Gerson Brandão, Por dentro da África
Adis Abeba – O ano de 2020 está sendo um ano particularmente difícil para a Etiópia. Atividades econômicas paralisadas, restrições de movimento, incluindo o fechamento de fronteiras que, muitas vezes, impede a chegada bens essenciais são alguns dos impactos negativos na economia do país causados pela Covid-19. Porém a chegada e as celebrações do Ano Novo Etíope (que começa em 11 de setembro) renova as esperanças de que o “amanhã” será melhor. Apesar das restrições impostas pela pandemia há uma grande sensação de alegria e mais movimento nas ruas da capital, Adis Abeba, tanto quanto em outras regiões do país.
A pandemia também ameaça os avanços obtidos no controle e tratamento a outras ameaças à saúde da população local como tuberculose, HIV/AIDS e malária, pois os postos médicos têm tido dificuldades para gerir várias prioridades ao mesmo tempo. Neste momento também há um surto de cólera em, pelo menos, 17 zonas em três das 10 regiões da Etiópia.
Além dos desafios descritos na área da saúde, neste ano, o país ainda se defronta
contra o impacto da seca em algumas regiões ao mesmo tempo em que as maiores
inundações dos últimos 60 anos vêm castigando o norte e o leste do país. Existem
ainda disputas de fronteiras regionais, conflitos intercomunais, crescente tensão étnica
e infestação de gafanhotos, que resultou em uma crise humanitária complexa na Etiópia, em 2020.
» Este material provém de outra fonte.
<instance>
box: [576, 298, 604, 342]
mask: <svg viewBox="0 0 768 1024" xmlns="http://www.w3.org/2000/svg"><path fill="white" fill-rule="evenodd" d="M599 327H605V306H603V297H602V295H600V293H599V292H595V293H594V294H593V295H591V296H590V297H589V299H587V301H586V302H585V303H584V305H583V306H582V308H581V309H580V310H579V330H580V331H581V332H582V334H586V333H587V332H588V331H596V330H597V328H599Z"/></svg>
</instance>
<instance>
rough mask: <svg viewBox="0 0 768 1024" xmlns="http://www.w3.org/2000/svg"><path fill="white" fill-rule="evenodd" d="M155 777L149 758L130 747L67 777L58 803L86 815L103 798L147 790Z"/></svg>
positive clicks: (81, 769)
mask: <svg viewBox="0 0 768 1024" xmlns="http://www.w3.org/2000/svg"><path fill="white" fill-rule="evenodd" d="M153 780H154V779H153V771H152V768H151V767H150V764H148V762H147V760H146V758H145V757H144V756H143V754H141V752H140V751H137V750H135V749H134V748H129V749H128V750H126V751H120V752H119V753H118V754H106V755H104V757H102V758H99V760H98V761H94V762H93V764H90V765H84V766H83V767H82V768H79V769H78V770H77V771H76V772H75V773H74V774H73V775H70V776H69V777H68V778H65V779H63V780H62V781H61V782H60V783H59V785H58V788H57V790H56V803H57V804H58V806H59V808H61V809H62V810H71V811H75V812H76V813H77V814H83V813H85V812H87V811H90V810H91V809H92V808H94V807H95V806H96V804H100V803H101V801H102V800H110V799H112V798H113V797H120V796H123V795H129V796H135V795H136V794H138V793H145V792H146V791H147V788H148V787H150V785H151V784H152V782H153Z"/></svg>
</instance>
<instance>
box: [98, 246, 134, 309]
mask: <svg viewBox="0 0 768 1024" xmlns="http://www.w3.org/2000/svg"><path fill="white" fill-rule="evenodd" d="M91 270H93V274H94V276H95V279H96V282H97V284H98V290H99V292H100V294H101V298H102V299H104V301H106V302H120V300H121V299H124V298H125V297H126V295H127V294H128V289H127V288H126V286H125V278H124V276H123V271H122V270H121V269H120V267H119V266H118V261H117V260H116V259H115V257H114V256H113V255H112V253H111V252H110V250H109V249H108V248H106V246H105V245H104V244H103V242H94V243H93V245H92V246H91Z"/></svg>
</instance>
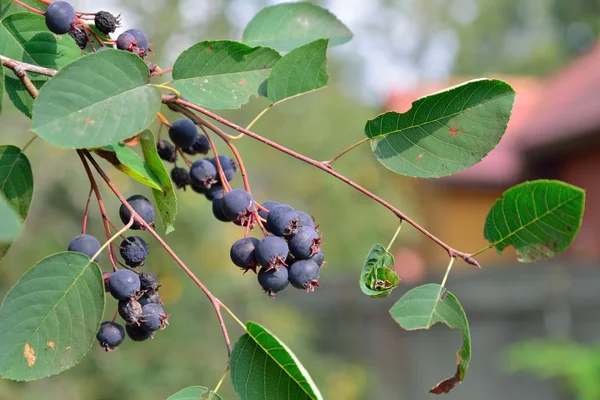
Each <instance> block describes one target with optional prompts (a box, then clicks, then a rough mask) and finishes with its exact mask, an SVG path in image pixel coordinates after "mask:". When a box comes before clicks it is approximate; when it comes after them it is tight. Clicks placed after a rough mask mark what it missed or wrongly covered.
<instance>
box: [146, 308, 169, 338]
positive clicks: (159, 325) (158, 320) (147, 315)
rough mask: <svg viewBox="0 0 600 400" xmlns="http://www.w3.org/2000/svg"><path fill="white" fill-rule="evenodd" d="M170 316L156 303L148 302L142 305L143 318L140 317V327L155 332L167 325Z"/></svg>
mask: <svg viewBox="0 0 600 400" xmlns="http://www.w3.org/2000/svg"><path fill="white" fill-rule="evenodd" d="M167 319H168V316H167V315H166V314H165V311H164V310H163V308H162V307H161V306H160V304H156V303H148V304H146V305H145V306H144V307H142V318H141V319H140V328H142V329H144V330H146V331H150V332H154V331H157V330H159V329H161V328H164V327H165V324H166V322H167Z"/></svg>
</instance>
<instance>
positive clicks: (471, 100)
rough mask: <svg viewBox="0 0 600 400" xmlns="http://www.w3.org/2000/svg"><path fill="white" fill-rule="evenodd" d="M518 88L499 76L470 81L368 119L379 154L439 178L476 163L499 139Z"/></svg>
mask: <svg viewBox="0 0 600 400" xmlns="http://www.w3.org/2000/svg"><path fill="white" fill-rule="evenodd" d="M514 97H515V92H514V91H513V89H512V88H511V87H510V86H509V85H508V84H506V83H504V82H502V81H499V80H496V79H481V80H475V81H470V82H467V83H464V84H462V85H459V86H456V87H454V88H450V89H447V90H445V91H442V92H439V93H436V94H432V95H430V96H427V97H423V98H421V99H419V100H417V101H415V102H414V103H413V105H412V108H411V109H410V110H409V111H407V112H405V113H403V114H399V113H397V112H387V113H385V114H382V115H380V116H378V117H376V118H374V119H372V120H370V121H368V122H367V124H366V126H365V133H366V135H367V137H368V138H369V139H371V149H372V150H373V153H374V154H375V157H377V159H378V160H379V162H380V163H382V164H383V165H384V166H385V167H386V168H388V169H390V170H392V171H394V172H396V173H399V174H403V175H408V176H414V177H419V178H437V177H440V176H447V175H452V174H454V173H456V172H458V171H461V170H463V169H465V168H469V167H471V166H473V165H475V164H477V163H478V162H479V161H481V159H482V158H483V157H485V156H486V155H487V154H488V153H489V152H490V151H491V150H492V149H493V148H494V147H496V145H497V144H498V142H499V141H500V139H501V138H502V135H503V134H504V131H505V130H506V125H507V123H508V120H509V118H510V114H511V111H512V105H513V100H514Z"/></svg>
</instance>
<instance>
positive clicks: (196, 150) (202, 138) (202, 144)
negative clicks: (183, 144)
mask: <svg viewBox="0 0 600 400" xmlns="http://www.w3.org/2000/svg"><path fill="white" fill-rule="evenodd" d="M182 150H183V152H184V153H186V154H189V155H192V156H193V155H196V154H206V153H208V150H210V142H209V141H208V139H207V138H206V136H204V135H201V134H197V135H196V139H195V140H194V143H193V144H192V145H191V146H190V147H185V148H183V149H182Z"/></svg>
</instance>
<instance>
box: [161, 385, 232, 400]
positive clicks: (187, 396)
mask: <svg viewBox="0 0 600 400" xmlns="http://www.w3.org/2000/svg"><path fill="white" fill-rule="evenodd" d="M221 399H222V397H221V396H219V395H218V394H217V393H215V392H213V391H212V390H210V389H208V388H205V387H204V386H190V387H187V388H185V389H182V390H180V391H179V392H177V393H175V394H173V395H171V396H169V398H168V399H167V400H221Z"/></svg>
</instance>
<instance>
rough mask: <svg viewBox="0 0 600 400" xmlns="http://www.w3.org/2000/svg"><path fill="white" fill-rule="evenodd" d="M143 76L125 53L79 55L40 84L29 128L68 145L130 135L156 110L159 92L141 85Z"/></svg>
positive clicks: (90, 143) (147, 70) (136, 62)
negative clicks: (86, 55)
mask: <svg viewBox="0 0 600 400" xmlns="http://www.w3.org/2000/svg"><path fill="white" fill-rule="evenodd" d="M148 74H149V71H148V67H147V66H146V64H145V63H144V61H143V60H142V59H141V58H140V57H138V56H136V55H135V54H132V53H129V52H126V51H120V50H112V49H109V50H104V51H100V52H97V53H94V54H90V55H87V56H84V57H82V58H80V59H79V60H77V61H75V62H73V63H71V64H70V65H68V66H66V67H65V68H63V69H62V70H60V71H59V72H58V74H56V75H55V76H54V77H52V78H51V79H50V80H49V81H48V82H47V83H46V84H45V85H44V86H43V87H42V89H41V90H40V95H39V96H38V98H37V99H36V101H35V103H34V105H33V131H34V132H35V133H37V134H38V135H39V136H40V137H41V138H43V139H44V140H47V141H48V142H50V143H52V144H55V145H57V146H61V147H67V148H89V147H101V146H106V145H109V144H111V143H115V142H118V141H121V140H124V139H127V138H130V137H132V136H134V135H135V134H137V133H138V132H140V131H142V130H144V129H145V128H146V127H147V126H148V125H150V124H151V123H152V121H153V120H154V117H156V114H157V113H158V110H159V109H160V105H161V95H160V92H159V90H158V89H157V88H155V87H152V86H148V85H146V83H147V81H148Z"/></svg>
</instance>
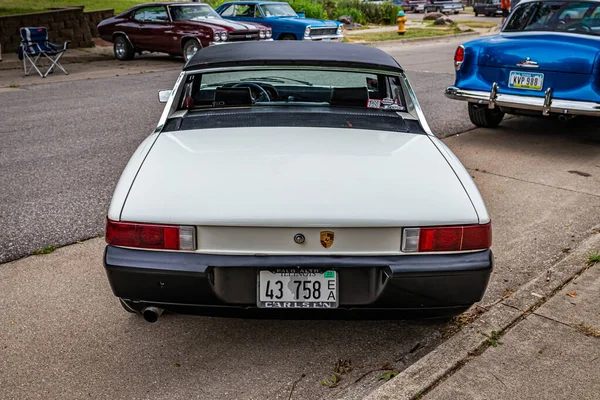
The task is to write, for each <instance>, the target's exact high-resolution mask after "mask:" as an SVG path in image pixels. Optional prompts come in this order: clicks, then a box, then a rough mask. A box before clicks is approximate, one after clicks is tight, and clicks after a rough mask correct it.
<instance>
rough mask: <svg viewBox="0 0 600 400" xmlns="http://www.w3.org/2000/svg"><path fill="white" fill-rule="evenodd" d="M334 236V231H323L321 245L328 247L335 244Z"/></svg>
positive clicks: (331, 245) (325, 246)
mask: <svg viewBox="0 0 600 400" xmlns="http://www.w3.org/2000/svg"><path fill="white" fill-rule="evenodd" d="M333 237H334V233H333V232H331V231H323V232H321V245H322V246H323V247H325V248H326V249H328V248H330V247H331V246H333Z"/></svg>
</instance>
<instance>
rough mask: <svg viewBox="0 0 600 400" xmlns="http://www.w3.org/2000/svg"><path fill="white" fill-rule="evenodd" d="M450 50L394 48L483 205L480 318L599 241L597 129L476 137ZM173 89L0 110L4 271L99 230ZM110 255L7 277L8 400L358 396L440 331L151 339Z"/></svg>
mask: <svg viewBox="0 0 600 400" xmlns="http://www.w3.org/2000/svg"><path fill="white" fill-rule="evenodd" d="M456 44H457V43H455V42H452V41H445V42H440V43H436V44H432V46H434V47H431V48H429V49H427V48H425V47H423V45H419V50H415V49H412V50H407V49H405V48H398V49H390V50H389V51H390V52H392V54H394V55H396V53H394V52H399V53H400V54H401V55H402V58H401V60H400V61H401V63H403V64H405V65H409V67H407V69H408V70H409V77H410V79H411V81H412V82H413V84H414V85H415V89H416V91H417V94H418V95H419V98H420V100H421V102H422V103H423V107H424V109H425V112H426V115H427V117H428V119H429V122H430V124H431V125H432V127H433V129H434V131H435V132H436V133H438V134H439V135H440V136H447V135H451V136H449V137H448V138H447V139H445V142H446V143H447V144H448V145H449V146H450V147H451V149H452V150H453V151H454V152H455V153H456V154H457V155H458V157H459V158H460V159H461V161H462V162H463V163H464V164H465V166H467V168H469V170H470V171H471V173H472V175H473V176H474V178H475V181H476V182H477V184H478V186H479V188H480V190H481V192H482V194H483V197H484V199H485V200H486V202H487V205H488V208H489V211H490V214H491V216H492V221H493V226H494V245H493V250H494V252H495V254H496V258H497V267H496V270H495V272H494V274H493V277H492V280H491V282H490V287H489V290H488V292H487V294H486V296H485V298H484V299H483V301H482V304H481V305H482V306H485V305H488V304H490V303H493V302H495V301H497V300H498V299H499V298H501V297H502V296H506V295H510V293H511V292H512V291H514V290H516V289H517V288H518V287H520V286H522V285H523V284H525V283H526V282H528V281H529V280H530V279H531V278H533V277H534V276H536V275H538V274H539V273H540V272H543V271H545V270H546V269H547V268H548V267H549V266H550V265H552V264H553V263H555V262H556V261H557V260H559V259H561V258H562V257H564V255H565V254H567V253H569V252H570V251H572V250H573V249H575V248H576V247H577V246H578V244H579V243H580V242H581V241H582V240H583V239H584V238H586V237H587V236H589V235H591V228H592V227H593V226H595V225H597V224H598V218H597V216H598V215H599V214H600V213H599V211H600V191H599V189H598V188H599V187H600V185H598V184H599V183H600V182H599V181H600V152H599V151H598V150H599V148H600V135H598V133H600V132H599V128H598V126H597V123H594V121H591V122H589V123H587V122H586V121H583V120H581V121H579V122H578V120H574V121H572V123H570V124H567V125H561V124H557V123H556V122H554V121H550V120H543V119H539V120H535V119H531V120H529V119H524V118H513V119H510V120H507V121H505V122H504V123H503V124H502V125H501V127H500V128H499V129H495V130H484V129H472V128H473V127H472V126H471V125H470V123H469V122H468V117H467V115H466V105H465V104H462V103H459V102H453V101H450V100H447V99H445V98H444V97H443V96H442V94H441V93H442V92H443V88H444V87H445V86H446V85H448V84H450V83H452V80H453V76H452V74H451V73H450V72H448V71H447V70H446V69H445V68H447V67H443V68H442V67H439V70H435V68H434V66H435V65H438V66H442V65H444V66H445V65H448V64H450V68H451V62H449V61H448V59H447V55H446V54H447V53H452V52H453V51H454V48H455V47H456ZM435 46H437V47H435ZM411 51H412V52H414V53H413V54H414V55H412V56H409V54H411V53H410V52H411ZM427 51H429V52H430V54H431V59H429V61H427V60H424V59H423V54H424V52H427ZM435 54H438V57H439V58H438V60H437V64H436V61H435V59H434V55H435ZM425 64H427V65H431V66H427V67H423V65H425ZM176 74H177V72H176V71H169V72H161V73H153V74H143V75H140V74H137V75H129V76H128V77H127V78H124V77H112V78H103V79H98V80H95V81H94V80H91V81H78V82H65V83H57V84H49V85H43V86H37V87H35V88H33V87H31V88H26V89H20V90H18V91H14V92H12V93H9V95H7V94H3V95H2V96H1V97H0V106H1V108H0V109H1V110H2V111H0V112H1V113H2V114H0V119H1V120H2V121H3V123H2V126H1V127H0V135H1V136H2V139H3V140H2V151H1V152H0V169H1V171H2V173H1V174H0V187H2V188H5V189H4V190H3V191H2V192H1V193H0V214H2V219H0V224H2V227H3V229H2V234H3V235H5V236H3V237H2V238H1V239H0V246H1V248H2V250H3V251H5V250H6V249H7V248H9V249H14V248H15V246H16V248H17V249H18V253H10V254H9V255H8V256H6V255H5V257H6V259H8V258H9V257H10V258H13V257H14V256H15V254H19V255H23V254H27V253H28V252H30V251H31V250H32V249H33V248H37V247H41V246H43V245H45V244H63V243H73V242H74V241H77V240H80V239H83V238H86V237H90V236H92V235H94V234H97V233H101V232H102V225H103V218H104V214H105V212H106V207H107V202H108V200H109V198H110V194H111V192H112V189H113V187H114V185H115V183H116V179H117V178H118V174H119V173H120V171H121V169H122V167H123V166H124V164H125V162H126V161H127V159H128V157H129V155H130V154H131V152H132V151H133V149H134V148H135V147H136V146H137V143H139V142H140V141H141V140H142V139H143V137H145V136H146V135H147V134H148V132H149V131H150V130H151V129H152V126H153V125H154V124H155V122H156V119H157V118H158V112H159V111H160V109H161V107H160V104H158V103H156V90H158V89H162V88H165V87H168V86H169V84H172V82H173V80H174V78H175V76H176ZM38 98H43V99H46V101H44V102H42V104H41V105H40V106H39V108H40V111H39V113H36V114H32V115H31V116H30V118H28V119H25V120H24V119H23V118H18V116H19V111H20V110H22V109H23V108H24V107H25V106H26V105H27V104H31V103H30V101H33V100H34V99H38ZM457 132H462V133H461V134H460V135H458V136H452V135H453V134H455V133H457ZM6 232H9V234H10V236H9V237H8V239H6V235H7V233H6ZM32 244H33V245H32ZM9 245H10V247H9ZM32 246H35V247H32ZM102 250H103V242H102V239H101V238H98V239H93V240H89V241H85V242H83V243H81V244H74V245H72V246H68V247H64V248H60V249H58V250H56V251H55V252H53V253H51V254H48V255H40V256H31V257H27V258H24V259H22V260H17V261H13V262H10V263H6V264H2V265H0V269H1V270H2V274H1V275H0V293H2V296H0V398H2V399H30V398H64V399H81V398H84V397H85V398H101V399H104V398H110V399H173V398H198V399H212V398H215V399H217V398H218V399H223V398H235V399H289V398H293V399H316V398H338V397H343V398H362V397H363V396H364V394H365V393H367V392H368V391H370V390H372V389H373V388H374V387H376V386H377V385H379V384H380V381H379V380H378V378H379V376H380V375H381V374H382V372H383V371H379V370H378V369H380V368H381V367H382V366H383V365H384V364H388V363H390V364H392V366H393V367H394V368H396V369H398V370H402V369H404V368H406V366H408V365H410V364H411V363H412V362H414V361H415V360H416V359H418V358H419V357H421V356H423V355H424V354H426V353H428V352H430V351H431V350H433V349H434V348H435V347H436V345H437V344H438V343H440V341H441V340H442V337H443V335H444V334H445V333H446V332H447V328H448V327H447V325H445V324H441V323H424V322H421V323H415V322H393V321H379V322H377V321H369V322H364V321H308V322H307V321H303V322H298V321H269V320H241V319H221V318H207V317H187V316H176V315H166V316H164V317H163V318H161V319H160V320H159V322H158V323H157V324H154V325H150V324H148V323H146V322H144V321H143V320H142V319H141V318H139V317H136V316H132V315H130V314H127V313H126V312H125V311H124V310H122V309H121V308H120V306H119V304H118V303H117V301H116V299H115V298H114V297H113V295H112V293H111V292H110V288H109V287H108V284H107V281H106V277H105V275H104V272H103V268H102V262H101V260H102ZM11 251H12V250H11ZM4 254H6V252H5V253H4ZM340 359H342V360H350V361H349V363H350V364H351V365H352V366H353V367H354V369H353V370H352V371H351V372H349V373H348V374H345V375H343V380H342V382H341V384H340V385H339V386H338V387H336V388H326V387H324V386H323V385H321V383H320V381H321V380H323V379H325V378H327V377H328V376H329V375H330V374H331V373H332V372H333V371H334V370H335V369H336V368H335V364H336V362H338V361H339V360H340Z"/></svg>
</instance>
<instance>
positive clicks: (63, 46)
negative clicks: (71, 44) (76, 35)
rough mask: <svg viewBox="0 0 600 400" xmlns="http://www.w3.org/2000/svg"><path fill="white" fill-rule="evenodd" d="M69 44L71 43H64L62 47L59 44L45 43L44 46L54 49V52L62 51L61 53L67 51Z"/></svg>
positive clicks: (68, 40)
mask: <svg viewBox="0 0 600 400" xmlns="http://www.w3.org/2000/svg"><path fill="white" fill-rule="evenodd" d="M69 43H71V41H70V40H67V41H66V42H64V43H63V44H62V46H61V45H60V44H57V43H52V42H46V44H48V45H49V46H51V47H54V49H56V50H59V49H60V50H62V51H67V47H68V46H69Z"/></svg>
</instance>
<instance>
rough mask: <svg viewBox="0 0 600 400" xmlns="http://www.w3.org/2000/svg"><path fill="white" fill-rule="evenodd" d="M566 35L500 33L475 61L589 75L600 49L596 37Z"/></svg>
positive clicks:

Esse cenário compõe o feriado que marca o primeiro dia no calendário etíope, o Enkutatash. Conhecido em amárico, a língua oficial da Etiópia, como Enkutatash, a festa do ano novo, é uma sequência de celebrações que duram uma semana e são focadas em eventos familiares. Tradicionalmente, toda a família deve participar de uma série de eventos, incluindo o abate de um animal: uma ovelha, cabra ou vaca; dependendo da condição financeira da família. O feriado começa na véspera de Ano Novo, neste ano, no dia 10 de setembro.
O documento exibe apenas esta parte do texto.